This proof disproves (by counterexample) the assertion of Hao Wang, who stated, "There is a theorem in the primitive notation of set theory that corresponds to the arithmetic theorem 1000 + 2000 = 3000. The formula would be forbiddingly long... even if (one) knows the definitions and is asked to simplify the long formula according to them, chances are he will make errors and arrive at some incorrect result." (Hao Wang, "Theory and practice in mathematics" , In Thomas Tymoczko, editor, New Directions in the Philosophy of Mathematics, pp 129-152, Birkauser Boston, Inc., Boston, 1986. (QA8.6.N48). The quote itself is on page 140.)

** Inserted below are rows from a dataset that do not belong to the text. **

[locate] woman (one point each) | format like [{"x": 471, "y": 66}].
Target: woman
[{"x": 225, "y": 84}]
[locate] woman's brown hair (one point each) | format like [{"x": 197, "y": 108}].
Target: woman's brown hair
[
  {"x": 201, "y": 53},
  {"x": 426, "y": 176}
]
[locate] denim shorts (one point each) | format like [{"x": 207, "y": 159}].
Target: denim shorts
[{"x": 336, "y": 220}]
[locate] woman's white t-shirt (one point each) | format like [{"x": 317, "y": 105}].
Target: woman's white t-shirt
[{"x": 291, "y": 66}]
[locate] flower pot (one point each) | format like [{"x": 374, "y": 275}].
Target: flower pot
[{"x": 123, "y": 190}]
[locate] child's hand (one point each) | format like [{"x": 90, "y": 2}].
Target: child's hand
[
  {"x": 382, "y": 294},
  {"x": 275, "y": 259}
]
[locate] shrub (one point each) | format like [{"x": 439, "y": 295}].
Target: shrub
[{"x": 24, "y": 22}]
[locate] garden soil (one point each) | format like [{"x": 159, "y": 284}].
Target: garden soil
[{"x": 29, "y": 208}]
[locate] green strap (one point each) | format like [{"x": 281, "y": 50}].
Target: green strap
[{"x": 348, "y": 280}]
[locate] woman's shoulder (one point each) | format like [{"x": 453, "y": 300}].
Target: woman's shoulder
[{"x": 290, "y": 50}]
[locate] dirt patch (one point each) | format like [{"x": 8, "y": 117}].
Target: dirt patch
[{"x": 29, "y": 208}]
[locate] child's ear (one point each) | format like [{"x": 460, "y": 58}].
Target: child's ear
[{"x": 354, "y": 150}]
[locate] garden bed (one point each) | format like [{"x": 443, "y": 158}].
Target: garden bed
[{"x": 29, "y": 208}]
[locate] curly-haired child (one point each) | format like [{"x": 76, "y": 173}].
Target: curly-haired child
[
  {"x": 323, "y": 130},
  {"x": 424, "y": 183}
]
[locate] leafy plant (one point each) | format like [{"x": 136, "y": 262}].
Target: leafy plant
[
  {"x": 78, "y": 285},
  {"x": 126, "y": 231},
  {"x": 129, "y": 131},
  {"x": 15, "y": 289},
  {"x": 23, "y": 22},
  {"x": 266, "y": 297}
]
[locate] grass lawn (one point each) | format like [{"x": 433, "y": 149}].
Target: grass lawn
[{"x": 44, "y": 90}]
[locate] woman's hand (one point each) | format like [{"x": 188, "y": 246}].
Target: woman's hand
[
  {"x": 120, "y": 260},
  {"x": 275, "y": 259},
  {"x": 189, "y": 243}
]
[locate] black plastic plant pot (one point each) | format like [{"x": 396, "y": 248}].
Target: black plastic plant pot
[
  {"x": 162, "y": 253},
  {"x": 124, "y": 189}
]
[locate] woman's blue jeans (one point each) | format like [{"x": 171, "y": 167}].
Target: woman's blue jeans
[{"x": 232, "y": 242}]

This is noted in Metamath: A Computer Language for Pure Mathematics by Norman Megill (2007) section 1.1.3. Megill then states, "A number of writers have conveyed the impression that the kind of absolute rigor provided by Metamath is an impossible dream, suggesting that a complete, formal verification of a typical theorem would take millions of steps in untold volumes of books... These writers assume, however, that in order to achieve the kind of complete formal verification they desire one must break down a proof into individual primitive steps that make direct reference to the axioms. This is not necessary. There is no reason not to make use of previously proved theorems rather than proving them over and over... A hierarchy of theorems and definitions permits an exponential growth in the formula sizes and primitive proof steps to be described with only a linear growth in the number of symbols used. Of course, this is how ordinary informal mathematics is normally done anyway, but with Metamath it can be done with absolute rigor and precision."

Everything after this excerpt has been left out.